Hunt shook his head, angry he couldn’t do more for his daughter.

“That it’s you instead of them . . . that it’s you who dies . . . who gets shot and bleeds out alone in the street,” she said, fighting through her emotions. “Why couldn’t you be a football player or something like that?”

“Like Chris?” he said, controlling his anger at the thought of Jasmine’s new husband.

“Yeah, like Chris, Dad,” she said, regaining control of herself. “And you don’t have to say his name like that, you know.”

Chris Moon was a Miami Dolphins player. Their star quarterback, to be exact.
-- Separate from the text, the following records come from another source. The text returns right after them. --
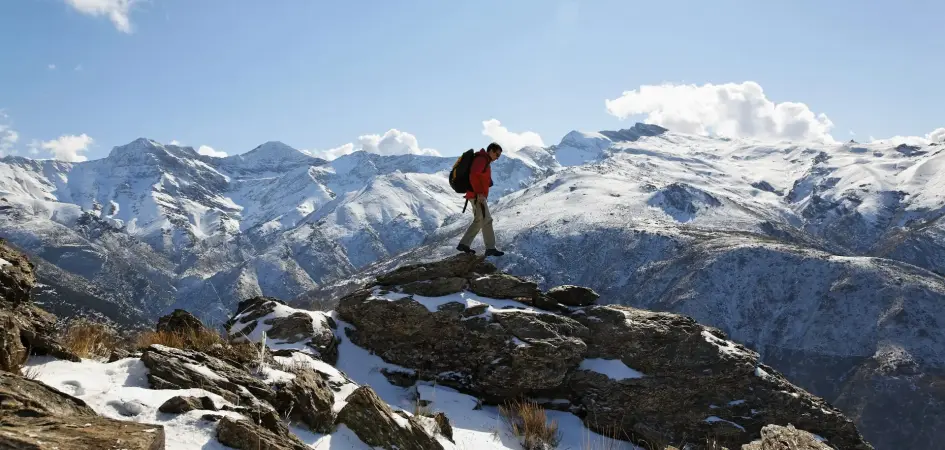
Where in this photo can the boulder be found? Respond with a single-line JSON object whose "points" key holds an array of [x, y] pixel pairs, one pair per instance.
{"points": [[307, 398], [775, 437], [180, 321], [284, 326], [34, 415], [496, 353], [573, 295], [171, 368], [21, 396], [460, 265], [435, 288], [661, 378], [378, 426], [78, 433], [503, 286], [181, 404], [245, 435]]}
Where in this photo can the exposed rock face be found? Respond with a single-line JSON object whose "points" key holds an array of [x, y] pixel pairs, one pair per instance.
{"points": [[308, 398], [573, 295], [181, 404], [377, 425], [24, 397], [24, 328], [461, 265], [315, 328], [78, 433], [774, 437], [36, 416], [503, 286], [654, 378], [496, 353], [693, 382], [179, 321], [171, 368], [245, 435]]}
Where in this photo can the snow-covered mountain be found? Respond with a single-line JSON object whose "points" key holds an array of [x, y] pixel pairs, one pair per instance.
{"points": [[826, 260], [154, 227]]}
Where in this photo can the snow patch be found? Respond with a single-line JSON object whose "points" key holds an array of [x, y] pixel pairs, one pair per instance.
{"points": [[614, 369]]}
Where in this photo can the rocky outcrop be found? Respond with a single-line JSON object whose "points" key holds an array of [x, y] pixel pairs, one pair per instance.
{"points": [[306, 398], [314, 329], [78, 433], [654, 378], [180, 321], [245, 435], [497, 353], [378, 426], [774, 437], [36, 416], [24, 328], [172, 368], [573, 295], [181, 404], [17, 276]]}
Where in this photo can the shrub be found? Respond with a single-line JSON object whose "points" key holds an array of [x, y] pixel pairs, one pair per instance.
{"points": [[89, 339], [528, 422]]}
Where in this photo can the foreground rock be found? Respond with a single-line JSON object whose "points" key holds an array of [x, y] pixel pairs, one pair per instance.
{"points": [[378, 426], [24, 327], [654, 378], [284, 326], [78, 433], [494, 353], [774, 437], [245, 435], [36, 416]]}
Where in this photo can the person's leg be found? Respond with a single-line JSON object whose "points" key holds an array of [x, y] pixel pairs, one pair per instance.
{"points": [[488, 235], [474, 227]]}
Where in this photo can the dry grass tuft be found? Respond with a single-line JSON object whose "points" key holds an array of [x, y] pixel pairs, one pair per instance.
{"points": [[89, 339], [528, 422]]}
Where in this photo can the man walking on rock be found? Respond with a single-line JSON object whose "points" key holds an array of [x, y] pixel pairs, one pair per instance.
{"points": [[480, 180]]}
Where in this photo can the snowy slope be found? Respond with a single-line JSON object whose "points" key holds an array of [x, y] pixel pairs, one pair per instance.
{"points": [[120, 390], [201, 233]]}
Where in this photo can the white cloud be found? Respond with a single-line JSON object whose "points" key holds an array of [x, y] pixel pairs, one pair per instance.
{"points": [[68, 147], [393, 142], [116, 10], [732, 110], [936, 135], [332, 153], [510, 141], [207, 150]]}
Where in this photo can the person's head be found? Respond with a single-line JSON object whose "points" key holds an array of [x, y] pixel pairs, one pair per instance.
{"points": [[494, 151]]}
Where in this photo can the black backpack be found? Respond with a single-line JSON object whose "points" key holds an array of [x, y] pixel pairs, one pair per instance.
{"points": [[459, 176]]}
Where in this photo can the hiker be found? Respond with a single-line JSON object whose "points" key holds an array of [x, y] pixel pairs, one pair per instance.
{"points": [[480, 180]]}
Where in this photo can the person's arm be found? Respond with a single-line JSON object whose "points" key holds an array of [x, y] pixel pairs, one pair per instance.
{"points": [[477, 177]]}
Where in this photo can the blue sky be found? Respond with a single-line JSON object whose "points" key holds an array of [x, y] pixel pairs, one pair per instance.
{"points": [[318, 75]]}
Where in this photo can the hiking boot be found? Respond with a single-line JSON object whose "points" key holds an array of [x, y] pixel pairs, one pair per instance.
{"points": [[465, 249]]}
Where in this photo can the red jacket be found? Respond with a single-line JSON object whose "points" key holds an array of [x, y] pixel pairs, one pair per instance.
{"points": [[480, 175]]}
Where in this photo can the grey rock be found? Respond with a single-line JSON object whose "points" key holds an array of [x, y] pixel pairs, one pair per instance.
{"points": [[571, 295], [242, 434], [776, 437], [377, 425]]}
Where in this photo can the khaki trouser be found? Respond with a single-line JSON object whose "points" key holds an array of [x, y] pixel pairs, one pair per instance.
{"points": [[482, 220]]}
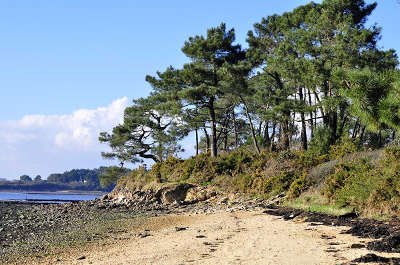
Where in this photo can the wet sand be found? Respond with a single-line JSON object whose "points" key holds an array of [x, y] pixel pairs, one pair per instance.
{"points": [[242, 237]]}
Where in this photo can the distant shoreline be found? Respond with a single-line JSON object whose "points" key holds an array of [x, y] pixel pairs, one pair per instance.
{"points": [[68, 192]]}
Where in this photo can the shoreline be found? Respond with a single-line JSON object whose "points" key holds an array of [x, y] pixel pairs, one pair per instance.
{"points": [[66, 192], [92, 225]]}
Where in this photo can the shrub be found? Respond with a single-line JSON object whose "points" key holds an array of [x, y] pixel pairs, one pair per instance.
{"points": [[345, 147], [298, 186]]}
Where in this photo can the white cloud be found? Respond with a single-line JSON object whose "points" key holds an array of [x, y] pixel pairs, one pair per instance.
{"points": [[44, 144]]}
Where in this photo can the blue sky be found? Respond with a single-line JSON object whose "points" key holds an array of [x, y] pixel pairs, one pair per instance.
{"points": [[59, 57]]}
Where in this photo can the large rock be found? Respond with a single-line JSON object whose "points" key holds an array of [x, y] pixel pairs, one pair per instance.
{"points": [[166, 194]]}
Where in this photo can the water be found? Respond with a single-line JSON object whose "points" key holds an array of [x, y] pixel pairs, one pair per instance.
{"points": [[46, 197]]}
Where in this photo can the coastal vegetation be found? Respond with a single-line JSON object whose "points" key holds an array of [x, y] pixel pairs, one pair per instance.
{"points": [[75, 179], [310, 110]]}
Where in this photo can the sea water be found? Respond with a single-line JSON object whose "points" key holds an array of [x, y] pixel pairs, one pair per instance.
{"points": [[56, 197]]}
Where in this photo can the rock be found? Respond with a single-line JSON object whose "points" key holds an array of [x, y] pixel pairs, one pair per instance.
{"points": [[144, 234], [356, 245]]}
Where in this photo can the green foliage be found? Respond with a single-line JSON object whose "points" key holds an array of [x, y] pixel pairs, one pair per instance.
{"points": [[320, 140], [351, 184], [111, 175], [345, 147], [298, 186], [373, 189], [25, 178]]}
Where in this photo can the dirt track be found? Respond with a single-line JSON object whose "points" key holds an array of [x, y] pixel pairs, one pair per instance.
{"points": [[244, 237]]}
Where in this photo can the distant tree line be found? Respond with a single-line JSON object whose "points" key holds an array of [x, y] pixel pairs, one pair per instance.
{"points": [[309, 78], [75, 179]]}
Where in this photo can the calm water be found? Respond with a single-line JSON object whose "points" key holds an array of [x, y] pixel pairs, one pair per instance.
{"points": [[46, 197]]}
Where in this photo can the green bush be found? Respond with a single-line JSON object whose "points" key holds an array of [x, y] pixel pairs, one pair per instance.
{"points": [[298, 186]]}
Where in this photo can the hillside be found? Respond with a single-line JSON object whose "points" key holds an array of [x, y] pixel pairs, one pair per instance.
{"points": [[365, 182]]}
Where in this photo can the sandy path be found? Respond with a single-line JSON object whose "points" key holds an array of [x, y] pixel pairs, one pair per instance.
{"points": [[225, 238]]}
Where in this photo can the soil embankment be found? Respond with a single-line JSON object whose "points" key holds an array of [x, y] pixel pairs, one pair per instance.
{"points": [[202, 230]]}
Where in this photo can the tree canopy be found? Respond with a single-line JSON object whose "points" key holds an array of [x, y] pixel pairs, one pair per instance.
{"points": [[308, 78]]}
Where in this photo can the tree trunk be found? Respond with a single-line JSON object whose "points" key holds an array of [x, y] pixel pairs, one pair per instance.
{"points": [[355, 130], [213, 124], [285, 131], [311, 113], [362, 136], [303, 122], [272, 147], [267, 140], [207, 139], [251, 126], [235, 128], [197, 141]]}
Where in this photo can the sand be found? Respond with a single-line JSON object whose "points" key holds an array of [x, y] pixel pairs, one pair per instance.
{"points": [[243, 237]]}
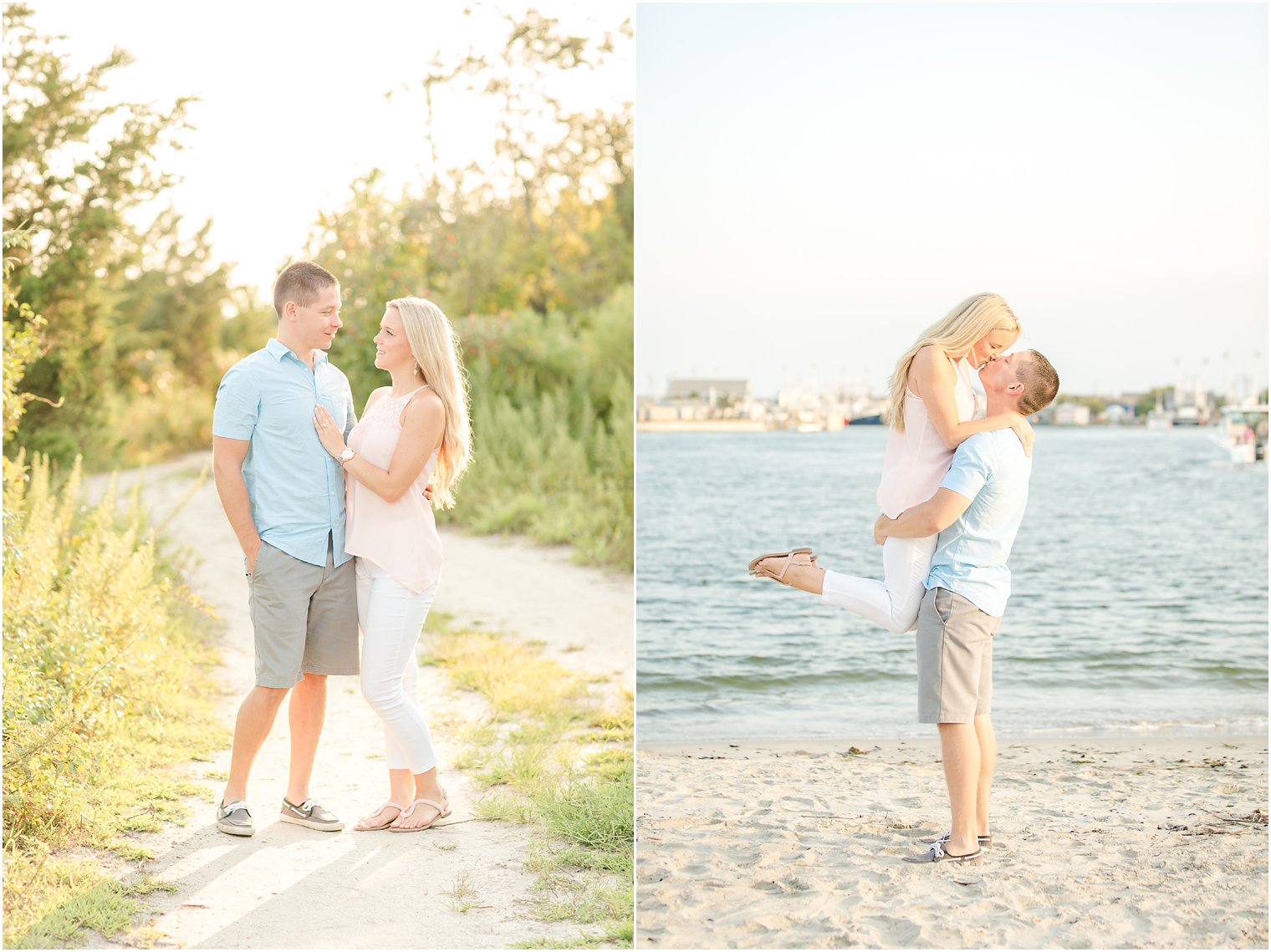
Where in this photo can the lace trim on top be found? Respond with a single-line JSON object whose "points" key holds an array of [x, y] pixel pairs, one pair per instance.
{"points": [[388, 410]]}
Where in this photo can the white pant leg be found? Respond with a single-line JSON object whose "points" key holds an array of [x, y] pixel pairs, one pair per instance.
{"points": [[391, 617], [894, 602]]}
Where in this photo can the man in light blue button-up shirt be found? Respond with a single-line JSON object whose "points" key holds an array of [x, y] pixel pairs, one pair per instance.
{"points": [[283, 496], [977, 510]]}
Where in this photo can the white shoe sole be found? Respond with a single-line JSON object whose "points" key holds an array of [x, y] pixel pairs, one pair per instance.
{"points": [[313, 824]]}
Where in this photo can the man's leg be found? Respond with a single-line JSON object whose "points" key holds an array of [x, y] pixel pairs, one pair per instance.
{"points": [[252, 726], [305, 715], [988, 759], [960, 750]]}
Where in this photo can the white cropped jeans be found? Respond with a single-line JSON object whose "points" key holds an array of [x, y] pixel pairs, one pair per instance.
{"points": [[390, 617], [894, 602]]}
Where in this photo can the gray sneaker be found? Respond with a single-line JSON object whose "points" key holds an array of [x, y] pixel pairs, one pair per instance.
{"points": [[310, 814], [234, 819]]}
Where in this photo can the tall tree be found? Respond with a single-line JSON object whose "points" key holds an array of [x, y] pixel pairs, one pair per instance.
{"points": [[74, 170]]}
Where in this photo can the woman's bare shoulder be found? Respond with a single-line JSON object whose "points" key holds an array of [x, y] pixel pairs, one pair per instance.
{"points": [[932, 361]]}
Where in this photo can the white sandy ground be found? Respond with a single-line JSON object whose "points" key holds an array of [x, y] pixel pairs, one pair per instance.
{"points": [[1099, 843], [293, 888]]}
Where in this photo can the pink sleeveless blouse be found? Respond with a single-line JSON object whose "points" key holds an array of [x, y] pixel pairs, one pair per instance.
{"points": [[398, 537], [916, 461]]}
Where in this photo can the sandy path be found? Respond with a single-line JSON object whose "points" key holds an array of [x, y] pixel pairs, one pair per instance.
{"points": [[290, 888], [1099, 843]]}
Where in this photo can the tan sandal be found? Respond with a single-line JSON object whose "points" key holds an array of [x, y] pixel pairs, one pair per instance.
{"points": [[789, 561], [442, 812], [376, 812]]}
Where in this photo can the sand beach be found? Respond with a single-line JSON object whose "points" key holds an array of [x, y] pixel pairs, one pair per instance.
{"points": [[1099, 843]]}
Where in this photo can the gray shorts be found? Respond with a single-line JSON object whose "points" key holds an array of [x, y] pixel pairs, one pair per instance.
{"points": [[955, 659], [305, 618]]}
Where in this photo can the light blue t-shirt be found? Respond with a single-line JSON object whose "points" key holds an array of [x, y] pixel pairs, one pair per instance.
{"points": [[296, 488], [992, 471]]}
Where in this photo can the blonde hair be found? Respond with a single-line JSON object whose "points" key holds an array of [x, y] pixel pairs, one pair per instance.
{"points": [[435, 347], [956, 333]]}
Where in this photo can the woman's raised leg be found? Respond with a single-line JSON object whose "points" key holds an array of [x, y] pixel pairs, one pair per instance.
{"points": [[892, 603]]}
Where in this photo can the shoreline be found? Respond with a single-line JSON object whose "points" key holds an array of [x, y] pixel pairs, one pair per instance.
{"points": [[825, 745]]}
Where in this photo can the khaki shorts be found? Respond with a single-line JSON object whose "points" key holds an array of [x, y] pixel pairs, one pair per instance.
{"points": [[305, 618], [955, 659]]}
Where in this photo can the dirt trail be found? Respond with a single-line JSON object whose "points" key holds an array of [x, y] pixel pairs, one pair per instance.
{"points": [[291, 888]]}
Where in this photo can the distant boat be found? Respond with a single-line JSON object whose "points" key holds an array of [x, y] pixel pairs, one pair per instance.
{"points": [[1243, 432]]}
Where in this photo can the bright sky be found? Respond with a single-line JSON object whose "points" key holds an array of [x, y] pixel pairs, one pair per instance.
{"points": [[294, 100], [819, 183]]}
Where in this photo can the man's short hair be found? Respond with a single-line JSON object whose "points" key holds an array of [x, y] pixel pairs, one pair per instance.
{"points": [[300, 283], [1041, 384]]}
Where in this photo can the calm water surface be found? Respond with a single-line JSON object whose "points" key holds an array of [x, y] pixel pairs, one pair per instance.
{"points": [[1139, 590]]}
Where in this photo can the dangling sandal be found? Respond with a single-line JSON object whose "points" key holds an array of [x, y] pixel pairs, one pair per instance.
{"points": [[789, 561]]}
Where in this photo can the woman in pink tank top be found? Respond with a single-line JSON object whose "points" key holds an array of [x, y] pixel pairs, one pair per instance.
{"points": [[933, 408], [412, 432]]}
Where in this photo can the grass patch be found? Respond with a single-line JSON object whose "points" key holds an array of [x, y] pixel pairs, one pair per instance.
{"points": [[556, 754], [463, 893], [107, 684]]}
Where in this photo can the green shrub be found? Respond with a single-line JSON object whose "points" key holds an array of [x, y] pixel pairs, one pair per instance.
{"points": [[552, 421], [105, 685]]}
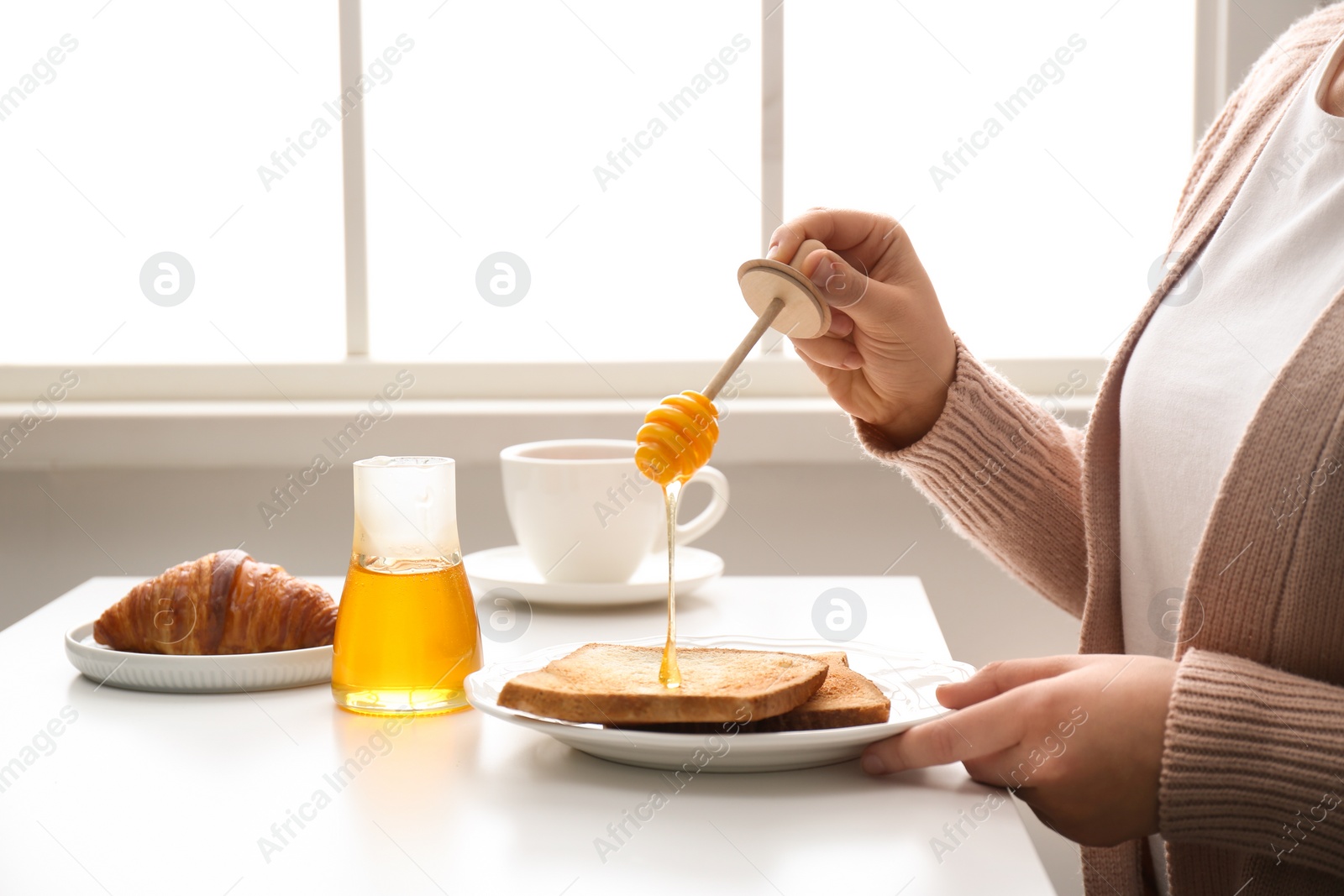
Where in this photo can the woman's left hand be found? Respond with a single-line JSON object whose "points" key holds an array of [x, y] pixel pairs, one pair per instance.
{"points": [[1079, 739]]}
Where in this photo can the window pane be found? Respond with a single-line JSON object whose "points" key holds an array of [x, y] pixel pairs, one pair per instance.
{"points": [[139, 128], [504, 128], [1041, 239]]}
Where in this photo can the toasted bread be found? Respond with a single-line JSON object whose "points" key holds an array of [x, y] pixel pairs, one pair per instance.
{"points": [[618, 685], [844, 699]]}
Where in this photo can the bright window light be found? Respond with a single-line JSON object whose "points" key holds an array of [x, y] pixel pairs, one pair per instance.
{"points": [[613, 148], [145, 139], [1039, 241]]}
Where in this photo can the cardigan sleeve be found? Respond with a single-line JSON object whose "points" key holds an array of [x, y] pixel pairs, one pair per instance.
{"points": [[1253, 761], [1008, 476]]}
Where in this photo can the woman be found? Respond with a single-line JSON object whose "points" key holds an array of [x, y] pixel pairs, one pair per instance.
{"points": [[1210, 755]]}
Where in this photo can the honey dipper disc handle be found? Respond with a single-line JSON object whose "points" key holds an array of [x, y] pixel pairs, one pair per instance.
{"points": [[806, 312]]}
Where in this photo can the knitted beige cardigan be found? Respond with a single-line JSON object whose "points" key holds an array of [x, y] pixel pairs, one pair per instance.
{"points": [[1252, 782]]}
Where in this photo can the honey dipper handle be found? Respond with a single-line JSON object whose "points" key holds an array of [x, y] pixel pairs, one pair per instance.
{"points": [[743, 348]]}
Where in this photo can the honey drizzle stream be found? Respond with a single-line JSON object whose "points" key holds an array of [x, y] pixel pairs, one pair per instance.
{"points": [[669, 674]]}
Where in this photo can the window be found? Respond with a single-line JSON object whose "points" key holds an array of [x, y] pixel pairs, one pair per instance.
{"points": [[1034, 152], [612, 152], [612, 148], [138, 129]]}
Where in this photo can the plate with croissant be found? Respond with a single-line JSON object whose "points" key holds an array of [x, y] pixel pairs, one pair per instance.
{"points": [[221, 624]]}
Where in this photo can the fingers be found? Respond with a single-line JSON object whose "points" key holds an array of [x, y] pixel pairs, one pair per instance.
{"points": [[828, 351], [1003, 676], [840, 284], [840, 228], [969, 734]]}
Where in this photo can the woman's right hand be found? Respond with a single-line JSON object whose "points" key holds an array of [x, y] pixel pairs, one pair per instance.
{"points": [[890, 355]]}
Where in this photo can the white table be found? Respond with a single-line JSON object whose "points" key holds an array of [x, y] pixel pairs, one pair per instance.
{"points": [[148, 793]]}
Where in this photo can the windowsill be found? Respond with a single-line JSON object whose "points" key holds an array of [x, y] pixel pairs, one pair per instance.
{"points": [[178, 434]]}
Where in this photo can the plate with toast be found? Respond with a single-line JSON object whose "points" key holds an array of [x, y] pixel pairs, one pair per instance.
{"points": [[745, 705]]}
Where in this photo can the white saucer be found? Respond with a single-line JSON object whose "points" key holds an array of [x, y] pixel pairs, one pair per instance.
{"points": [[909, 680], [226, 673], [510, 569]]}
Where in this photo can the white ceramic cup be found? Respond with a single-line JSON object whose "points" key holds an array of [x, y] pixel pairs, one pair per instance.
{"points": [[584, 512]]}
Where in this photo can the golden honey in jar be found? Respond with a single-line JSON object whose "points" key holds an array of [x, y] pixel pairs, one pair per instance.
{"points": [[407, 631]]}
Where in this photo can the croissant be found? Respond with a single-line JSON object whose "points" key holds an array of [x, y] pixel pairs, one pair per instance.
{"points": [[223, 602]]}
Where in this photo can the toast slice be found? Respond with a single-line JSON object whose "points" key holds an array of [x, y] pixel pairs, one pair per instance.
{"points": [[844, 699], [618, 685]]}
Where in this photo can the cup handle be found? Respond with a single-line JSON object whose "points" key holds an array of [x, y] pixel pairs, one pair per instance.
{"points": [[710, 516]]}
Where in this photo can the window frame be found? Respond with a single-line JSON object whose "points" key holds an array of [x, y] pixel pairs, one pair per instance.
{"points": [[774, 374]]}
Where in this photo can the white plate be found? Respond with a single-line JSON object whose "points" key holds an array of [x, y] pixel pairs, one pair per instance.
{"points": [[510, 569], [228, 673], [907, 679]]}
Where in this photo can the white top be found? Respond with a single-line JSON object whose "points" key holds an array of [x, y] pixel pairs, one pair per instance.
{"points": [[101, 778], [1207, 358]]}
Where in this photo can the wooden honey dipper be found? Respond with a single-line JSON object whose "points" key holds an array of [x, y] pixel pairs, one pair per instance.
{"points": [[679, 434]]}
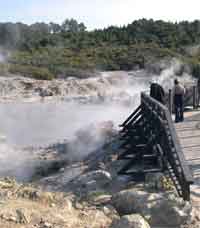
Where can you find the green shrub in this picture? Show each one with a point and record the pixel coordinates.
(3, 69)
(40, 73)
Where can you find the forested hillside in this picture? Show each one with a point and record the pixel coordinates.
(50, 50)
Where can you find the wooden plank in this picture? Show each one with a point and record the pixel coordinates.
(190, 141)
(192, 124)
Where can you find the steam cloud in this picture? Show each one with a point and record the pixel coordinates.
(42, 124)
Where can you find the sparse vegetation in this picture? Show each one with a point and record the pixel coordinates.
(70, 50)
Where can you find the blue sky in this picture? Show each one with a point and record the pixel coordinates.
(97, 13)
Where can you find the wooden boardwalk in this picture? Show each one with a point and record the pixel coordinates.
(189, 136)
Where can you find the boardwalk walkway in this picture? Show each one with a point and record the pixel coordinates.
(189, 136)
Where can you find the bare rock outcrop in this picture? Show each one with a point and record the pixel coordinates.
(157, 208)
(130, 221)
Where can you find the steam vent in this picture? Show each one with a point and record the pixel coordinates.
(100, 126)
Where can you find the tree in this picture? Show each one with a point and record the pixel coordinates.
(72, 26)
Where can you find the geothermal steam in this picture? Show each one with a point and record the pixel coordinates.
(39, 124)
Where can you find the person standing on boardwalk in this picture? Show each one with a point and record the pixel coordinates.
(157, 92)
(178, 95)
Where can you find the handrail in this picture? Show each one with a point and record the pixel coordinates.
(151, 126)
(169, 141)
He and Hunt didn’t get along too well. Moon was younger and taller, drove expensive cars, and had access to a one-hundred-foot Azimut yacht, but those weren’t the things that bothered Hunt—or maybe they did just a tiny bit. What truly pissed him off was that Moon spent more time with Leila than he did.

“I don’t like the guy, Leila. I can’t lie.”

“Well, Mom does, and he’s cool with me.”

“Okay.”

“Okay what?”

“I’ll smile next time I say his name,” Hunt said.

Leila looked doubtful.

“Look, Leila,” he continued, “I’m glad he takes care of you and your mom. I really am. But it’s hard for me too, you know?”

His daughter squeezed his arm. “I know.”

“I wish I could stay with you this weekend and bring you camping or go to the shooting range.”

“Like we used to when I was a kid?”

You’re still a kid, Hunt thought. “Yes, like we used to.”

Leila shrugged. “The last time I went camping, I came back with a bunch of mosquito bites. So no thanks.”

“Maybe we could go to the range another time, then?”

She screwed up her face and pulled away from him. “Ugh. Weren’t you listening, Dad? Guns kill people. Don’t you watch the news? I never want to touch one again. And I’m certainly not interested in going to some outdoor range filled with . . .”

“With what?”

“People like you.”

Her words slapped him in the face.

Before he could recover, his daughter shrugged. “Don’t worry about this weekend. I have plans anyway.”

Hunt wanted to ask what kind of plans, but his words balled up in his throat.